[Spambayes] optimal max_discriminators for chi2

Tim Peters tim.one@comcast.net
Sat Oct 19 06:20:24 2002


[Rob Hooft]
> I did a series of runs:
> =========================
> [Classifier]
> use_chi_squared_combining: True
> robinson_minimum_prob_strength = 0.0
> robinson_probability_s = 0.45
> max_discriminators = XXXXXX
> ...

> With XXXXXX between 15 and 300. Attached are plots of the 95th
> percentile ham, 5th percentile spam, and of the total cost vertical
> against max_discriminators horizontal. Please note again that my ham is
> much tighter than my spam: vertical scales are from 0 to 0.16 and from
> 89 to 100, respectively (Almost a factor of 100!). The cost plot shows
> "no trend at all", but the variation is not large.

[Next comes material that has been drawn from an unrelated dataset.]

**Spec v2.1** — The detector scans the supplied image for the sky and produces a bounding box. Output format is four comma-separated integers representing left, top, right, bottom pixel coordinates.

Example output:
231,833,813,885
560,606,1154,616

Thanks, Rob!  Have you ever plotted the density of the number of "words" in
your msgs?  I did at one time but have forgotten the result; IIRC, a
surprisingly large percentage didn't *have* 150 distinct words (but then I'm
also using the default robinson_minimum_prob_strength, which renders a whole
bunch of bland words invisible).

The cost plot is disturbing, suggesting we're looking at random effects more
than trends.  Perhaps "best cost" is just too fickle a measure here, and it
would be better to develop a measure of "average cost" across all cutoff
pairs within the specified base (ham_cutoff, spam_cutoff) pair.

> I'd almost conclude "anything goes", but based on the spam-5% value
> I'd like to stick with values over ~40.

This sounds sensible to me too, and my own data doesn't contradict it
<wink>.  I'll leave the default at 150 until there's a clear reason to
change it.